Berlin (taz) – Wer hier Mitglied ist, hat die Nase voll vom Gejammer der Industrie über zu hohe Umweltstandards. „UnternehmensGrün will ein Lobbyverband sein für alle UnternehmerInnen, die erkannt haben, daß nur eine Ökologisierung der Wirtschaft unseren Wirtschaftsstandort langfristig sichern kann“, lautet einer der Verbandsgrundsätze. 270 Firmen in der gesamten Repubik haben sich inzwischen angeschlossen – Klein- und Mittelbetriebe vom Verlag bis zum Maschinenbauunternehmen, vom Rechtsanwalt bis zur Fahrschule. Auch Leute, die leitende Positionen in anderen Unternehmen bekleiden, sind dabei.

1992 hatten gut ein Dutzend baden-württembergische Firmeninhaber die Interessensvertretung gegründet.
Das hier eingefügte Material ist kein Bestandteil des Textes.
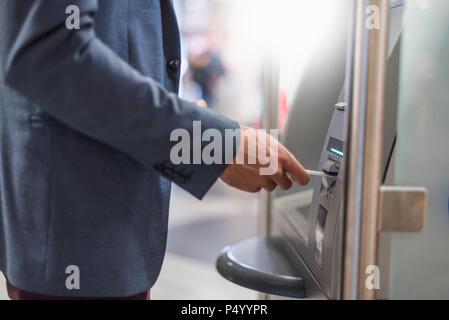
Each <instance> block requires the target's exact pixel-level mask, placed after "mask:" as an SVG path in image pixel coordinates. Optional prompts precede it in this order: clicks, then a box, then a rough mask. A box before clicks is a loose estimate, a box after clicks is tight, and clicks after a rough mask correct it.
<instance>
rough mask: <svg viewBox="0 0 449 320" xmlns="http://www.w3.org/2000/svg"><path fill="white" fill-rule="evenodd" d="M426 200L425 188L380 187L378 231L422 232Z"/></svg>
mask: <svg viewBox="0 0 449 320" xmlns="http://www.w3.org/2000/svg"><path fill="white" fill-rule="evenodd" d="M427 199H428V194H427V189H426V188H419V187H396V186H382V187H381V188H380V194H379V222H378V229H379V231H401V232H420V231H423V230H424V227H425V225H426V217H427Z"/></svg>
Inzwischen gilt der Verband in Bonn durchaus als ernstzunehmende Stimme. Zwar gibt es durchaus eine Nähe zu den Bündnisgrünen – auch der Fraktionsvorsitzende im Bundestag, Rezzo Schlauch, ist Mitglied. Doch das hält den Verband nicht davon ab, deutliche Kritik an der neuen Bundesregierung zu üben: „Mit hasenfüßig kleinen Schritten läßt sich der Reformstau nicht überwinden.“ Erst vor kurzem waren einige UnternehmensGrün-Vertreter in Bonn eingeladen, um mit Finanz- und Haushaltspolitikern von SPD und Grünen die Ökosteuervorschläge zu diskutieren. „Von den ganzen Ausnahmeregelungen für die Industrie halten wir wenig“, faßt Vorstandsmitglied Gottfried Härle die Position von UnternehmensGrün zusammen. „Da haben auch einige SPDler durchaus die Ohren gespitzt. Denn schließlich sind wir ja Unternehmer. Und wenn unsere Vorschläge durchkämen, müßten wir sie in unseren eigenen Bilanzen verantworten“, sagt Härle.
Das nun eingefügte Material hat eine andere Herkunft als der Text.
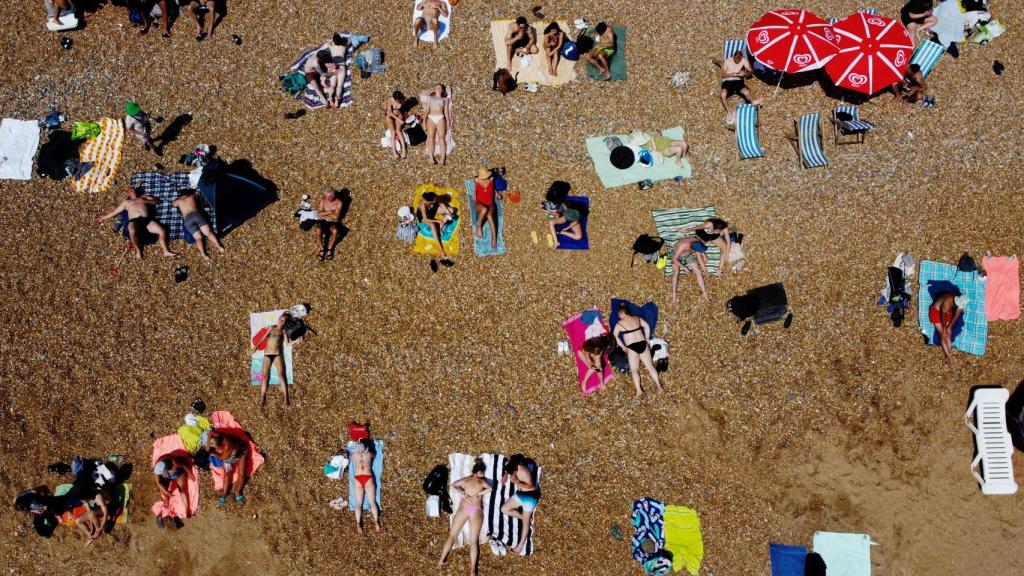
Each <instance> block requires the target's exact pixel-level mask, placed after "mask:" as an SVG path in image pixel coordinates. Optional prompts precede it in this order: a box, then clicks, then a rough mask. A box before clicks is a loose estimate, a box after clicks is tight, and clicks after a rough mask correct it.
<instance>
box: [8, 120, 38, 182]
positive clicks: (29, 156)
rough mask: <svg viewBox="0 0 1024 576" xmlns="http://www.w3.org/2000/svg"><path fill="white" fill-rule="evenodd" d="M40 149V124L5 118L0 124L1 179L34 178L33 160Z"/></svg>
mask: <svg viewBox="0 0 1024 576" xmlns="http://www.w3.org/2000/svg"><path fill="white" fill-rule="evenodd" d="M38 148H39V124H38V123H37V122H34V121H32V120H14V119H13V118H4V119H3V122H0V179H5V180H28V179H31V178H32V159H33V157H35V156H36V149H38Z"/></svg>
UnternehmensGrün geht es um die Förderung einer Wirtschaftsweise, die nicht auf Kosten künftiger Generationen lebt. „Ich kann nicht akzeptieren, daß Unternehmer weiterhin ans grenzenlose Wachstum glauben und letztlich nur kurzfristige Perspektiven entwickeln nach dem Motto: ,Nach uns die Sintflut‘“, sagt Johannes Angele, der einen Maschinenbaubetrieb für Rauchgasreinigungsanlagen in Ochsenhausen betreibt. Großindustrielle Strukturen sind den ökologischen Herausforderungen der Zukunft nicht gewachsen, so die Verbandsmeinung. Deshalb bemühen sich die Mitglieder um die Förderung einer regional orientierten Wirtschaft. Doch auch die Beschäftigung mit der Veränderung von Arbeit, sozialer Sicherung und Demokratie steht bei UnternehmensGrün auf der Agenda. Der Verband schlägt beispielsweise eine Abkopplung der Arbeitslosen- und Rentenversicherung von der Lohnsumme vor. Statt dessen sollen die hier anfallenden Kosten durch eine „Wertschöpfungsabgabe“ finanziert werden, die von Betrieben erhoben wird und sich am Unternehmensgewinn, langfristigen Kapitalzinsen und der Summe der Abschreibungen orientiert.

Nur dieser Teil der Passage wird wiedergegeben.